Simple Test Procedure in the Field
- A very small drop of blood is obtained from the tail vein using a 20 or 22 gauge needle and vacuum tube
- A pre-calibrated biosensor is inserted into the meter. No calibration coding step is required for the meter or the biosensor
- A tiny drop of blood (0.8 microliters) is added to the end of the strip. BHBA results are ready in 10 seconds
Early Detection of Subclinical Ketosis Can Prevent Economic Loss
Subclinical ketosis is defined as abnormal concentrations of circulating ketones (primarily beta-hydroxybutyrate) in the absence of clinical signs of ketosis. Early detection of ketosis in its subclinical stage enables introduction of feeding strategies to prevent clinical ketosis, cow malaise and economic loss to the dairy producer.
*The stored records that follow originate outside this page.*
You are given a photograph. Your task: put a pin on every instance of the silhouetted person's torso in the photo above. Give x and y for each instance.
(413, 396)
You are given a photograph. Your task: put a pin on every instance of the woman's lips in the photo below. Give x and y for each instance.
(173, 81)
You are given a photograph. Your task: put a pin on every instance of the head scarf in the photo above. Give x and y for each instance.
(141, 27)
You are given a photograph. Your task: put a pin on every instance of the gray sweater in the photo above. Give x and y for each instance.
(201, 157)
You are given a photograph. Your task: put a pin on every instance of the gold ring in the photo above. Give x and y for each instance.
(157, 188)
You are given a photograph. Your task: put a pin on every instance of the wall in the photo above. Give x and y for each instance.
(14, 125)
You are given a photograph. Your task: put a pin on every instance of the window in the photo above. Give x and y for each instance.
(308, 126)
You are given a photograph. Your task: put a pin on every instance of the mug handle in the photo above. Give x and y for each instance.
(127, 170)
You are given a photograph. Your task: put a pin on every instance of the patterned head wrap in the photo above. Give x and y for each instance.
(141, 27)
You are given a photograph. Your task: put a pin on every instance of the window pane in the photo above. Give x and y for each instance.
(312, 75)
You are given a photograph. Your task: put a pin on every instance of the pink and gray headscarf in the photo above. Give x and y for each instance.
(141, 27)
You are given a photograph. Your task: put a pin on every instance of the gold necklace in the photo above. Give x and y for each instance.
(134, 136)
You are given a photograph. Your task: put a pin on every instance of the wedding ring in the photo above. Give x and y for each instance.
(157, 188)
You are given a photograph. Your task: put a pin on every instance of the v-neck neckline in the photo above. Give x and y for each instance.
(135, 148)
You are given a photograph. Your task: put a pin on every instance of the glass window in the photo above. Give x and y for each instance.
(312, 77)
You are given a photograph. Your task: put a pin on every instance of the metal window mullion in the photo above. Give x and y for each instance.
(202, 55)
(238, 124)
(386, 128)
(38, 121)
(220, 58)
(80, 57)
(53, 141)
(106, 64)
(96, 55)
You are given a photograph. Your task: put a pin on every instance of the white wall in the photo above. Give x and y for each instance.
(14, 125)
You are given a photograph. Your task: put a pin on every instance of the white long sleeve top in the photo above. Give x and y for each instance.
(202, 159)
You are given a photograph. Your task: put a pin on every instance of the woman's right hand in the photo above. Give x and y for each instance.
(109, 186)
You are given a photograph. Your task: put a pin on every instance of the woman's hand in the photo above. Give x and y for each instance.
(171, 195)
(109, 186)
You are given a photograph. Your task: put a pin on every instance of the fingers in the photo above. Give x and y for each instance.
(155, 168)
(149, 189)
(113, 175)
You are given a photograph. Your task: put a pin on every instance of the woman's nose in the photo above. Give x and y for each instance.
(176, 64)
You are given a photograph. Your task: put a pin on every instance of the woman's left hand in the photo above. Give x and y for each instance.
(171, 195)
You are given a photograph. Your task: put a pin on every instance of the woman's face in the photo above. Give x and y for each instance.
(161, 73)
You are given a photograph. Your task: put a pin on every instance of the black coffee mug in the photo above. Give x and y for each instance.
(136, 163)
Clinical Ketosis in Early Lactation Dairy Cattle – Economic Loss to Dairy Farmers
The transition of dairy cows through calving and commencement of lactation is a critical time and is a strong determinant of the health and performance of the cow through the full lactation period. All transition cows are at risk of clinical ketosis, characterised by partial anorexia, poor appetite and signs of nervous dysfunction including abnormal licking, poor coordination and abnormal gait and bellowing. Clinical ketosis causes economic loss to the dairy farmer due to:
- Decreased milk production, poor milk quality
- Mastitis, risk of displaced abonasum
- Metritis, impaired fertility
- Increased herd removals and treatment costs
Optimise Herd Management
NovaVet provides simple, accurate and economical detection of ketosis in a herd. Herd management is improved when compared to relying on the dairy producer’s subjective perception of clinical signs of ketosis, or less sensitive and specific milk urine ketone tests. Herd management benefits of NovaVet BHBA testing include:
- Early identification and monitoring of changes in transition cow performance
- Protection of herd milk production and quality
- Quantification of herd prevalence of ketosis
- Avoidance of treatment costs for clinical ketosis
- Monitoring and management of herd feeding program
- Protection of herd reproductive performance
- Reduction in herd culling rates
Test Individual At-Risk Cattle
NovaVet BHBA testing can be targeted for potential problem or high-risk cows. Individual testing of at risk cows can identify ketosis early in the disease process so that more severe clinical disease can be avoided with clinical intervention.